Health insurance provider Australian Unity was awarded the tender to develop the site in August 2016 and in February 2017, it was appointed master developer for the project.
A key inclusion of the project is a new 132-bed Specialist Rehabilitation and Ambulatory Care Centre (SRACC) – a $300-million public facility funded by the Metro North Hospital and Health Service, a statutory body of Queensland Health. SPACC is expected to be operational in 2020.
Herston Quarter will also include a private hospital, aged-care and retirement living, residential accommodation, public and private childcare facilities, retail and restaurant facilities and public realm works designed to improve connectivity between Herston Quarter and the wider Herston Health Precinct.
Hassell principal Kevin Lloyd said: “The architectural intent for the Quarter was very much about celebrating the civic qualities of our city’s public and institutional buildings. It also recognizes the importance of creating a place that promotes wellness and recovery through an integrated approach to public realm.”
A key part of the public spaces will be a set of wide stairs linking Herston Road at the southern end of precinct to the heritage buildings in the centre. Dubbed the “Spanish Steps,” the stairs will also act as a public amphitheatre and a gathering space.
The site is home to the heritage-listed Lady Lamington Nurses Home, built between 1896 and 1931. It the first significant work of Queensland architect Robin Smith Dods and includes a later addition by Atkinson and Conrad in association with Lange Powell. Two eight-storey Spanish Mission-style towers, also designed by Atkinson and Conrad, were subsequently added in 1936 and 1939.
The Lady Lamington Nurses Home and the two towers will be restored and used as student accommodation. A new seven-storey student accommodation building will also be added between the two towers.
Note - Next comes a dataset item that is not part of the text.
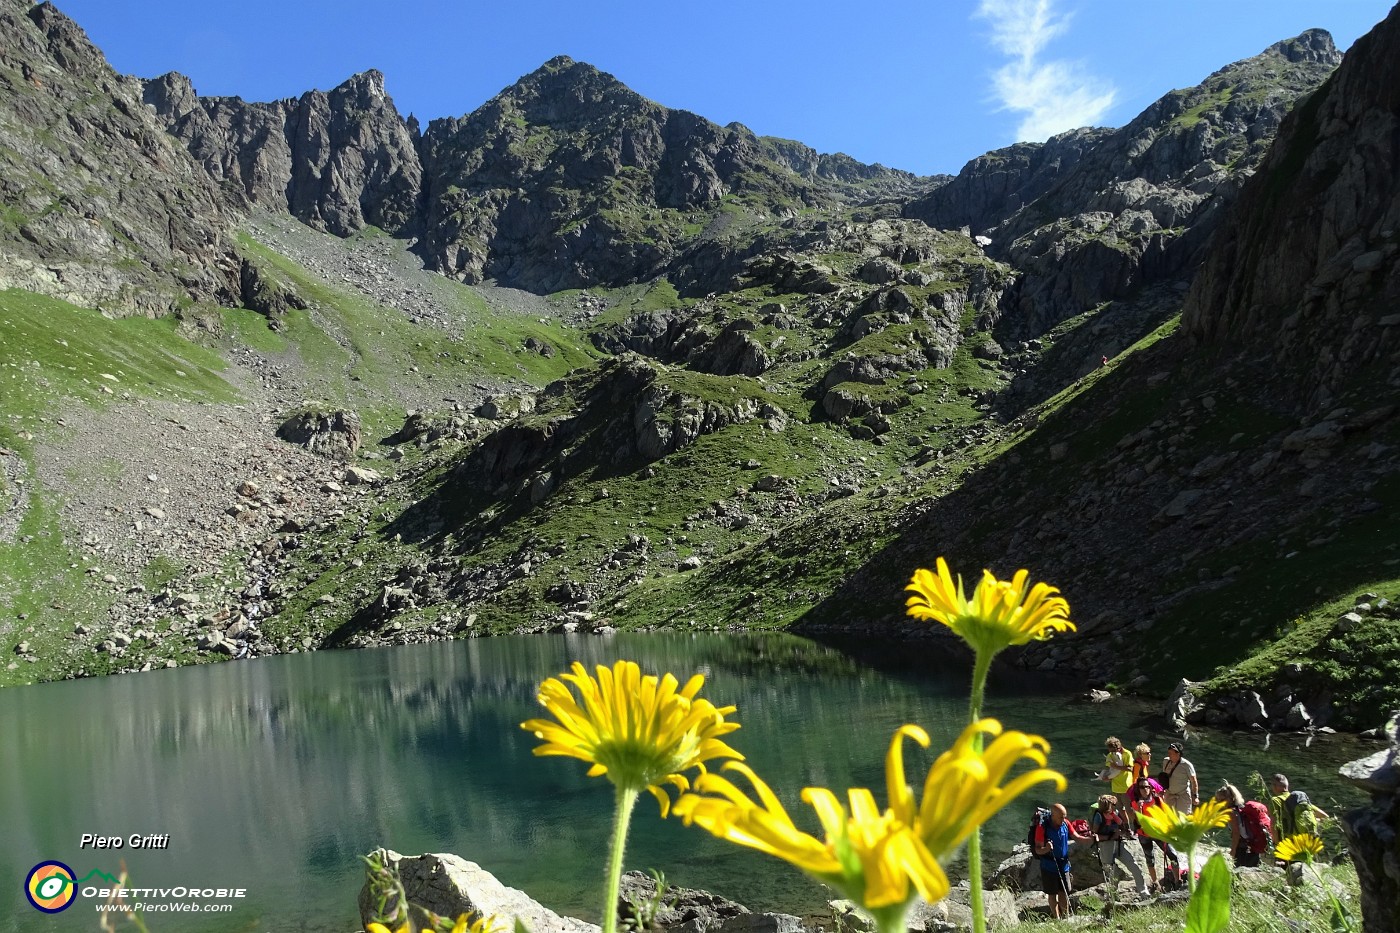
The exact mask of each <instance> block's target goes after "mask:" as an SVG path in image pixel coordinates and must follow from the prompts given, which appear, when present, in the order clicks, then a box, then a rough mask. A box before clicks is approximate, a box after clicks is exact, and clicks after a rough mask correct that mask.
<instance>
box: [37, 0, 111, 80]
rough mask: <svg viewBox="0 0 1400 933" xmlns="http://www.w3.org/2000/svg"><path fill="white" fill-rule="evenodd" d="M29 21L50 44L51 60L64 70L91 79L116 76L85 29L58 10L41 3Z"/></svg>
mask: <svg viewBox="0 0 1400 933" xmlns="http://www.w3.org/2000/svg"><path fill="white" fill-rule="evenodd" d="M28 17H29V20H31V21H32V22H34V24H35V25H36V27H38V28H39V31H41V32H42V34H43V38H45V39H46V41H48V53H49V56H52V59H53V60H55V62H56V63H57V64H59V66H62V67H63V70H66V71H69V73H70V74H74V76H83V77H90V78H91V77H108V76H111V74H112V69H111V66H108V63H106V56H105V55H102V50H101V49H98V48H97V46H95V45H92V41H91V39H88V38H87V32H84V31H83V27H80V25H78V24H77V22H74V21H73V20H70V18H69V17H66V15H64V14H63V13H62V11H60V10H59V8H57V7H56V6H53V4H52V3H41V4H39V6H36V7H29V10H28Z"/></svg>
Two other heritage-listed buildings, the Lady Norman building (1896) and Edith Cavell building (1922), will be repurposed for health-related commercial uses and a publicly operated childcare centre.
“These buildings will be sensitively restored and adapted for new uses, recognizing their historic importance as some of the earliest examples of health architecture in Queensland,” said Hassell principal Adam Davies.
Hassell will continue to work on the architecture, urban design, landscape architecture and interior design of Herston Quarter.